What about banana powder or banana flour?
It depends on processing. Heat-treated products may have inactivated enzymes, but many dried powders retain some activity. Most products don’t disclose this. If maximizing flavanols is critical, assume risk unless a manufacturer confirms enzyme inactivation.
If I drink my banana-berry smoothie immediately, is it fine?
Drinking right away is better than letting it sit, but banana’s PPO can act within seconds. You’ll reduce—though not eliminate—the impact by blending briefly, keeping it cold, adding citrus, and sipping immediately. For maximal protection, skip the banana.
Are anthocyanins (the pigments in berries) affected the same way?
Anthocyanins also oxidize and degrade, especially at neutral pH and with oxygen. Acid and cold help preserve them.

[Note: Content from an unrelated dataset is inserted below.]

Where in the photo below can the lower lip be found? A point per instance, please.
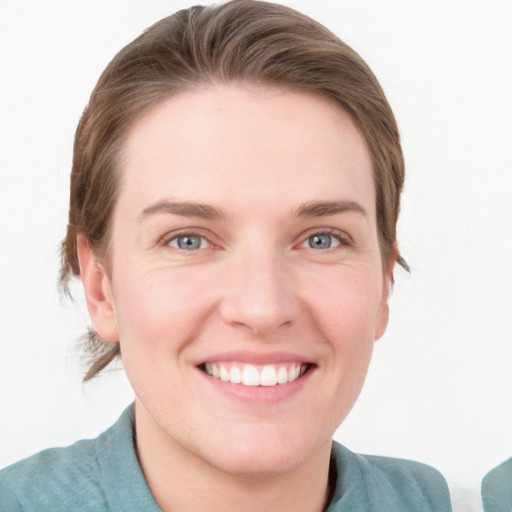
(267, 394)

The highlighted research specifically measured reduced absorption of flavanols; anthocyanins may also be vulnerable, but the strongest evidence here concerns flavanols.

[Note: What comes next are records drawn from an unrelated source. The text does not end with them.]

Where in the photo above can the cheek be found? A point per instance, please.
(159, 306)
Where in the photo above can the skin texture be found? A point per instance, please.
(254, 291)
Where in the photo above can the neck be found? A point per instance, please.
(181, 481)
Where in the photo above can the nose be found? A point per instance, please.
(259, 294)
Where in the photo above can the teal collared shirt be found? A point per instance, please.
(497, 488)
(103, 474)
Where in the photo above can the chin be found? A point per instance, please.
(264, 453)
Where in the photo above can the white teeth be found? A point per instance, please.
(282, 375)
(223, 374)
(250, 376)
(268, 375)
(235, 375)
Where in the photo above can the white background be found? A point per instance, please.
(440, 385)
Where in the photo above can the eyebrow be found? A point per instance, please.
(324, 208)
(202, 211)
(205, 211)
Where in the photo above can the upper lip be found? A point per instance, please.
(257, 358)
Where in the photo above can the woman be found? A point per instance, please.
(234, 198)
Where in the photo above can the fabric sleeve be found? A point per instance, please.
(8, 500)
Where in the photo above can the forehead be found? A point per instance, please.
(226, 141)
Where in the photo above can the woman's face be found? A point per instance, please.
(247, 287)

Does adding fat help absorb flavanols?
Flavanols are relatively water-soluble. Unlike carotenoids, they don’t require fat for absorption. Modest fat can make a smoothie satisfying but won’t rescue flavanols from PPO. Prioritize acid, cold, speed, and banana-free recipes.
Are flavanol supplements a workaround?
Encapsulated flavanol supplements avoid blender oxidation and PPO. If you use supplements, follow dosing guidance and speak with a healthcare professional, especially if you have liver conditions or take medications. Whole-food sources are generally preferred, but supplements can be useful when consistency is key.
Pros and cons of ditching banana in flavanol smoothies
- Pros
- Preserves more of the flavanols you’re targeting
- Reduces risk of wasting pricey berries/cocoa from a bioavailability standpoint
- Encourages variety of creamy alternatives (avocado, yogurt, oats)
- Cons
- You’ll miss banana’s distinct flavor and sweetness
- May require rebalancing texture and calories
- If potassium is a goal, you’ll need another source (e.g., orange juice, yogurt, beans)
Quick checklist: maximize flavanol payoff
- Choose flavanol sources: blueberries, blackberries, raspberries, cocoa, brewed cooled tea
- Avoid banana (and consider limiting other high-browning fruits in the same blend)
- Add acid: lemon or orange juice
- Keep it cold: use frozen fruit; chill your base
- Blend briefly and drink immediately
- Consider yogurt/kefir, soy milk, or water as base; add oats/avocado for texture
Bottom line
If you’re blending berries or cocoa mainly for their flavanol benefits, banana is a poor teammate. The same enzyme that browns cut bananas also “browns” your flavanols, making them harder to absorb. Swap in creamy alternatives, add a splash of citrus, keep it cold, and drink right away. You’ll keep the flavor—and the benefits—you blended for.